Dans une note publiée mercredi 14 mai 2025, les économistes Julien Grenet et Camille Landais plaident pour une réorientation des dépenses éducatives, rendue possible par la baisse démographique. Plutôt que de réduire les budgets, ils proposent de les investir là où leur efficacité est prouvée : réduction de la taille des classes dans le premier degré, formation continue des enseignants mieux ciblée et accompagnée, ou encore tutorat individualisé. À l’inverse, ils alertent sur les effets incertains de certaines politiques coûteuses, comme le redoublement ou les groupes de niveau, qui risquent de renforcer les inégalités sans améliorer les performances. Un outil d’évaluation, l’indice d’efficacité de la dépense publique, est proposé pour guider les choix à venir.
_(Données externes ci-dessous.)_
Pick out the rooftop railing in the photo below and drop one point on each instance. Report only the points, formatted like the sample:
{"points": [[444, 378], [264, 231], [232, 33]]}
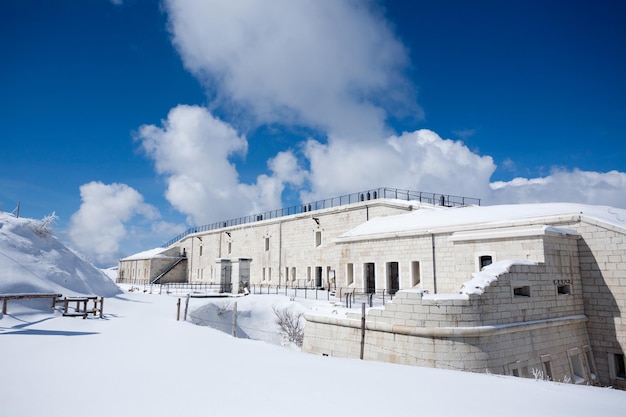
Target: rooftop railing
{"points": [[372, 194]]}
Vous partez du constat que le budget de l’Éducation nationale est le premier de l’État et que la part du PIB consacrée aux dépenses d’éducation (5,4 %) est légèrement supérieure à la moyenne des pays de l’OCDE. Pourtant les résultats ne sont pas à la hauteur. Pour vous, c’est une question d’allocation des moyens, notamment au détriment du premier degré et des élèves les plus fragiles. La baisse démographique, une opportunité pour baisser le budget ou mieux répartir ?
La baisse démographique ne doit pas être vue comme un prétexte pour réduire le budget de l’Éducation nationale, mais bien comme une opportunité pour en améliorer l’efficacité. C’est d’ailleurs l’un des enseignements centraux de notre note : la dépense éducative et l’un des usages les plus efficaces des finances publiques, à condition d’être correctement orientée.
Or, bien que la France consacre à l’éducation un effort budgétaire supérieur à la moyenne de l’OCDE (5,4 % PIB contre 4,9 %), les résultats ne suivent pas : les performances des élèves, notamment en mathématiques, se dégradent, et les inégalités scolaires restent parmi les plus marquées des pays développés. Le problème tient donc moins au niveau global de la dépense qu’à son allocation. Plusieurs pays comme le Canada, l’Estonie, l’Irlande, le Japon ou la Pologne obtiennent de meilleurs résultats avec des niveaux de dépense par élève comparables, voire inférieurs à ceux de la France.
L’un des déséquilibres structurels majeurs réside dans le sous-financement du premier degré, qui joue pourtant un rôle déterminant dans les apprentissages fondamentaux : la dépense par élève y est inférieure de 11 % à la moyenne OCDE, alors qu’elle est 13 % plus élevée dans le secondaire. C’est un arbitrage budgétaire peu efficient, d’autant que les recherches montrent que les interventions précoces sont à la fois les plus efficaces et les plus rentables socialement.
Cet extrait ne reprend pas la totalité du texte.